The study aims to systematically review the literature on brain injury biomarkers, defined as any injury biomarker detected in cerebrospinal fluid (CSF) or blood injury biomarkers primarily expressed in the brain parenchyma, to determine outcome prediction in pediatric severe traumatic brain injury (sTBI). Based on the status of current sTBI biomarker research, the authors recommend that future research should be directed at both novel biomarker discovery and validation of biomarker panels in large, well–designed longitudinal studies.
Methods
- A search of MEDLINE, EMBASE, PsycINFO, Pubmed, and the Cochrane Database, as well as grey literature sources, personal contacts, hand searches, and reference lists.
- The search terms used were traumatic brain injury, biomarkers, prognosis, and children.
- No language, publication type, or publication date restrictions were imposed.

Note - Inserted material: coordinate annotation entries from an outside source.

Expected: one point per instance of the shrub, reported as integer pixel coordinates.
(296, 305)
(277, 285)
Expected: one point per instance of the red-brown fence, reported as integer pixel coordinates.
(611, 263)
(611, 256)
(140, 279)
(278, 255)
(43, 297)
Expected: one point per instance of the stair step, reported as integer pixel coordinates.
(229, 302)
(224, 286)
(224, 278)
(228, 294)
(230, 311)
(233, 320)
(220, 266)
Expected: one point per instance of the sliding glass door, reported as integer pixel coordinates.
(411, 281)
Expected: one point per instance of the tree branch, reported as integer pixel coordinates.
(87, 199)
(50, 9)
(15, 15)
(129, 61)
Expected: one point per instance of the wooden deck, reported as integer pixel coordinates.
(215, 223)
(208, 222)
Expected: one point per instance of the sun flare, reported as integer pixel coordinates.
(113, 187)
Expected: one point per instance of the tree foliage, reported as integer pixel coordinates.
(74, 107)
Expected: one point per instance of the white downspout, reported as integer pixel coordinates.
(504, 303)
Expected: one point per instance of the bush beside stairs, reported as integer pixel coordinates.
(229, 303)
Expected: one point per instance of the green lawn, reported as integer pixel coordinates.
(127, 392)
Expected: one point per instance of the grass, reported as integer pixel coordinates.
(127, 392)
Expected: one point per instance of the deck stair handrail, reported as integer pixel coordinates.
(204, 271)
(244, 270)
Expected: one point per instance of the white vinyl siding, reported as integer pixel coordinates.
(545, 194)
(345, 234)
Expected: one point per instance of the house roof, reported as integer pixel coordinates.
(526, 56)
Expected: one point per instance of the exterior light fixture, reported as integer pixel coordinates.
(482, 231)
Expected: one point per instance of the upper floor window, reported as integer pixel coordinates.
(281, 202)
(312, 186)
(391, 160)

- All articles were critically reviewed by two clinicians independently.
Results
- A total of 7,150 articles were identified initially with 16 studies identified for review.

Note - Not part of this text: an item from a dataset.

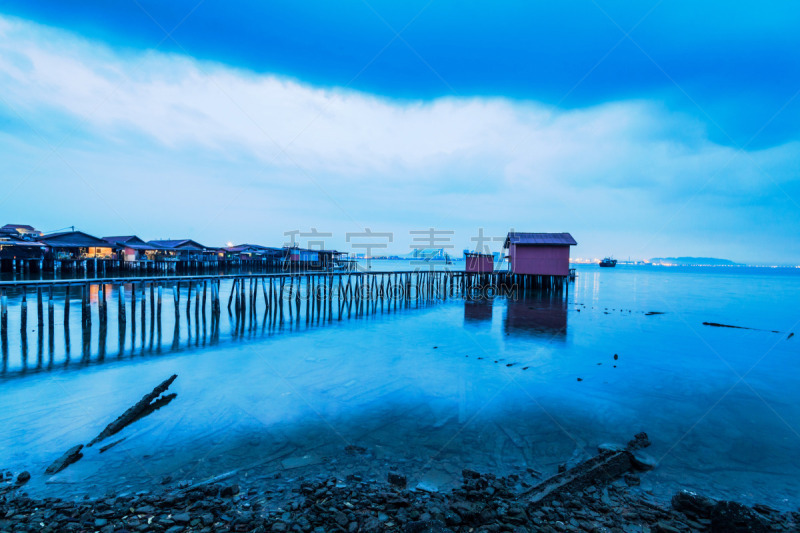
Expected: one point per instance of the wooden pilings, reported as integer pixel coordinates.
(329, 296)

- Eighteen different biomarkers were examined; 11 in CSF and 7 in blood.
- Outcomes assessed included either in–hospital mortality or functional state (hospital discharge, 3–months or 6–months; Glasgow Outcome Scale or Pediatric Cerebral Performance Category).
- Significant correlations were established between sTBI outcomes and various biomarkers in CSF (IL–6, IL–8, IL–1β, S100β, NGF, NSE, DCX, ET–1, HMGB–1, cytochrome C) and blood (GFAP, NF–H, UCH–L1, SBDP–145, leptin).
- Mixed results were obtained for blood S100β.
- Outcome did not correlate with several biomarkers in either CSF (BDNF, GDNF, α–Syn) or blood (NSE, MBP).
- The Class of Evidence was considered II in 1 study and III in the remaining 15 studies.